Are American children canaries in a coal mine?

February 26, 2016 11:15 AM

Kathryn Hobgood Ray
khobgood@tulane.edu

studio-lead-discussion by Jan Mun

Artist and activist Jan Mun leads a discussion at A Studio in the Woods on the ubiquity of lead contamination in American soil. She and Tulane researcher Howard Mielke are collaborating on ways to generate awareness of this invisible threat. (Photo by Kathryn Hobgood)


“It’s outrageous. We as a society are using children as biosensors for when intervention needs to happen.”

Jan Mun, artist and activist

In contemporary America, children are the first indicators of a widespread environmental hazard: lead poisoning.

“It’s outrageous. We as a society are using children as biosensors for when intervention needs to happen,” says Jan Mun, an artist-in-residence at A Studio in the Woods’ Flint & Steel residency program that pairs artists with Tulane University faculty to create new work and ignite social change.

Mun, a Brooklyn-based media artist, is collaborating with Tulane pharmacologist Howard Mielke to generate awareness about the invisible threat of lead. Mielke is creator of the Lead Lab project, a nonprofit initiative that helps communities with lead contamination in children's play areas.

“We practice what is called secondary prevention, where we go in after the children are already contaminated with lead,” continues Mun. “There is no cure.”

The toxic effects of repeated lead exposure are long-term and insidious, and include mental impairment, aggression and depression.

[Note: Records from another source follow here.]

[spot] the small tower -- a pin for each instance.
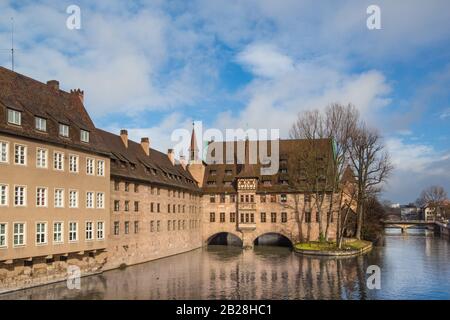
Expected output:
(195, 166)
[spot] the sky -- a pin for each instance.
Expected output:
(155, 66)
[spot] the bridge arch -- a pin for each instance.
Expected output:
(273, 239)
(224, 238)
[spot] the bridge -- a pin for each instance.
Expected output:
(405, 224)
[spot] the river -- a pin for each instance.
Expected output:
(413, 266)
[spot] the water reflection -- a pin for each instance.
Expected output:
(414, 266)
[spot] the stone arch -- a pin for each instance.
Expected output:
(278, 237)
(235, 239)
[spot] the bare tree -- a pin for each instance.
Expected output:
(371, 164)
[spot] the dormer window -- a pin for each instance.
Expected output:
(41, 124)
(14, 117)
(63, 130)
(84, 136)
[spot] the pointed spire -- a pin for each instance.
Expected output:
(193, 149)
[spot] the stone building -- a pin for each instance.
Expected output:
(54, 184)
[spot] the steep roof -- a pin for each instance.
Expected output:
(133, 163)
(221, 175)
(36, 99)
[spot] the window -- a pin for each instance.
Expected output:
(89, 231)
(20, 154)
(41, 233)
(63, 130)
(41, 197)
(73, 231)
(41, 124)
(3, 195)
(14, 117)
(100, 200)
(273, 217)
(101, 168)
(308, 217)
(89, 200)
(4, 152)
(263, 217)
(73, 163)
(58, 161)
(20, 196)
(73, 199)
(100, 230)
(84, 136)
(41, 158)
(3, 235)
(90, 166)
(19, 234)
(58, 232)
(59, 198)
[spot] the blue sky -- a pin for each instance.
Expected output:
(155, 66)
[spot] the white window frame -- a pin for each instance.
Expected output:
(4, 145)
(24, 204)
(90, 201)
(89, 231)
(23, 233)
(59, 203)
(60, 232)
(4, 235)
(56, 155)
(62, 132)
(45, 204)
(41, 233)
(83, 135)
(6, 188)
(71, 231)
(100, 232)
(77, 163)
(41, 162)
(101, 168)
(90, 169)
(16, 117)
(100, 196)
(24, 154)
(38, 124)
(76, 198)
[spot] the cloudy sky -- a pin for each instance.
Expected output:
(155, 66)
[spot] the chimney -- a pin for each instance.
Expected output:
(145, 144)
(171, 156)
(54, 84)
(183, 161)
(124, 136)
(78, 93)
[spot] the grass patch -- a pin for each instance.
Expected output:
(331, 246)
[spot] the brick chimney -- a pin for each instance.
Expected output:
(54, 84)
(145, 144)
(78, 93)
(124, 136)
(171, 156)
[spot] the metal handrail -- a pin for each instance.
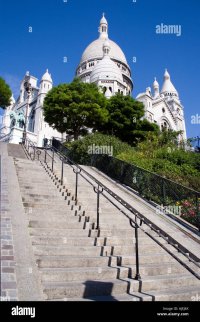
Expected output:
(100, 189)
(28, 144)
(138, 215)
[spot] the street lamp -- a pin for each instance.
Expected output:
(28, 89)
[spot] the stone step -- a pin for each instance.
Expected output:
(162, 282)
(117, 241)
(129, 250)
(129, 232)
(66, 250)
(45, 261)
(67, 217)
(71, 241)
(78, 274)
(157, 269)
(59, 224)
(176, 295)
(52, 232)
(46, 205)
(135, 297)
(84, 289)
(147, 258)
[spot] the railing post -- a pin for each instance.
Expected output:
(164, 192)
(137, 276)
(198, 212)
(52, 164)
(62, 171)
(34, 148)
(98, 192)
(135, 225)
(76, 190)
(77, 171)
(97, 227)
(45, 156)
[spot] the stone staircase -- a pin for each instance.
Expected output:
(76, 262)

The canaries — children from birth to six — are the most vulnerable to the effects of lead.

Lead has long been known as an environmental health hazard, but it was not until 1978 that it was banned from household paint and 1996 from automobile gasoline. (The aviation industry continues to use leaded gas, polluting airport neighborhoods with lead particles.)

As of 2016, there is still no clean soil act in the U.S. that would provide the legal inroads and research resources to address this endemic problem.

“We recognize air and water as resources that can become contaminated, and we do something about that, through the Clean Air Act and Clean Water Act,” says Mielke. “But when it comes to soil, we do not.”

Mielke, who helped develop a Clean Soil Act for Norway, says that there are steps we can take to mitigate this risk. He and Mun are working with New Orleans-based Blights Out founder Imani Jacqueline Brown to publish a citizen’s guide to soil remediation that will be one of the outcomes of their collaboration.